Obwohl es in diesem Augenblick völlig irrelevant war, musste Caroline daran denken, dass sie in Daniels Telefonbuch unter „Schmusi“ abgespeichert war. „Ja“, sagte sie tonlos, „aber was ist denn los?“
„Ich muss Ihnen leider mitteilen, Frau Isling, dass Ihr Mann einen Autounfall hatte.“
Carolines Beine drohten den Dienst zu verweigern. Sie machte rasch einen Schritt zur Seite und setzte sich aufs Bett.

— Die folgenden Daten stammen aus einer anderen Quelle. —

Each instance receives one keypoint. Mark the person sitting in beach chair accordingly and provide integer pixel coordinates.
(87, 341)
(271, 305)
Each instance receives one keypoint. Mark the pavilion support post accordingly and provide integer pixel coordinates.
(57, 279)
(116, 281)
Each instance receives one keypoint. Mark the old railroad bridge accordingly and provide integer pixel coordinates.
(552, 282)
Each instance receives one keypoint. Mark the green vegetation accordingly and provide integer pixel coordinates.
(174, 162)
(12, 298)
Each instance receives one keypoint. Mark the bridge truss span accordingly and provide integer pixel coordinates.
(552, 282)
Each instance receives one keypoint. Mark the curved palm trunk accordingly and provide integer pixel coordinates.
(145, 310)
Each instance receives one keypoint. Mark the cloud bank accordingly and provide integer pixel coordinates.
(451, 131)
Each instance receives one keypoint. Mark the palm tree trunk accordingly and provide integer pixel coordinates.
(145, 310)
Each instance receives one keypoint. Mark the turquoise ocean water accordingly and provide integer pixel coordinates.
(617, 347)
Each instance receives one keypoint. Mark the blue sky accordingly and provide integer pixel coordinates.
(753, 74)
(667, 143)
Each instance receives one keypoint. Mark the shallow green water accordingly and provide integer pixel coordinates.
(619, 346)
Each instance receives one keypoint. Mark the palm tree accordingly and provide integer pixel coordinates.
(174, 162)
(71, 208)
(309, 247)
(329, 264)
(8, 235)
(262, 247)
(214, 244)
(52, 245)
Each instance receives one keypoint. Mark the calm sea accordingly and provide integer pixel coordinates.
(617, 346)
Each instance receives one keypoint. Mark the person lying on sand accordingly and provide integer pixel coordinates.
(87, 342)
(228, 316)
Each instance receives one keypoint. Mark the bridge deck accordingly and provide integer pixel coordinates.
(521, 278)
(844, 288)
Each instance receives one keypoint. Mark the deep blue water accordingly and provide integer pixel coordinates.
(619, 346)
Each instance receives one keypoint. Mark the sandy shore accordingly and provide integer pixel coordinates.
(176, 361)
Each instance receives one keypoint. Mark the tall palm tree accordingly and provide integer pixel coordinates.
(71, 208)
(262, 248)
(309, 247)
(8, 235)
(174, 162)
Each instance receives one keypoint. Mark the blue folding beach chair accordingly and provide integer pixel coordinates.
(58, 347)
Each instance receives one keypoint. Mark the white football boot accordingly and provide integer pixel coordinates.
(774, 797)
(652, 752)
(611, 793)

„Er lebt und war bei Bewusstsein, als wir ihn antrafen“, versicherte der junge Polizist eilig, „aber über die Schwere der Verletzungen kann ich wirklich nichts sagen. Der Notarztwagen hat ihn in die Unfallklinik gebracht.“
Nun war es Caroline, die eine Pause eintreten ließ.
„Frau Isling, sind Sie noch da? Am Fahrzeug ist leider Totalschaden entstanden…“
„Das Auto interessiert mich einen Scheißdreck“, fauchte Caroline. Dann fasste sie sich. „Entschuldigen Sie, es ist ja nicht Ihre Schuld. Sie tun nur Ihre Pflicht. Ist – ist noch jemand anders zu Schaden gekommen?“
„Der Unfallgegner, ein älterer Herr, hat wohl ein Schleudertrauma erlitten. So wie es aussieht, hat er Ihrem Mann an einer Ampelkreuzung die Vorfahrt genommen. Den genauen Hergang müssen wir noch klären.“
„Danke. Ich fahre sofort zur Klinik.“
„Frau Isling, ich kann Ihnen immerhin mitteilen, dass der Airbag ausgelöst hat. Die Autos sind heutzutage ja sehr sicher. Ich bin zwar kein Arzt, aber ich kann mir wirklich nicht vorstellen, dass Ihr Mann in Lebensgefahr schwebt. Das wird schon wieder werden.“
„Vielen Dank. Das ist sehr nett von Ihnen.“
„Haben Sie jemanden, der Sie fahren kann? Nicht, dass Ihnen auch noch etwas zustößt.“
„Ja, habe ich“, log Caroline, die ohne Verzögerung aufbrechen wollte.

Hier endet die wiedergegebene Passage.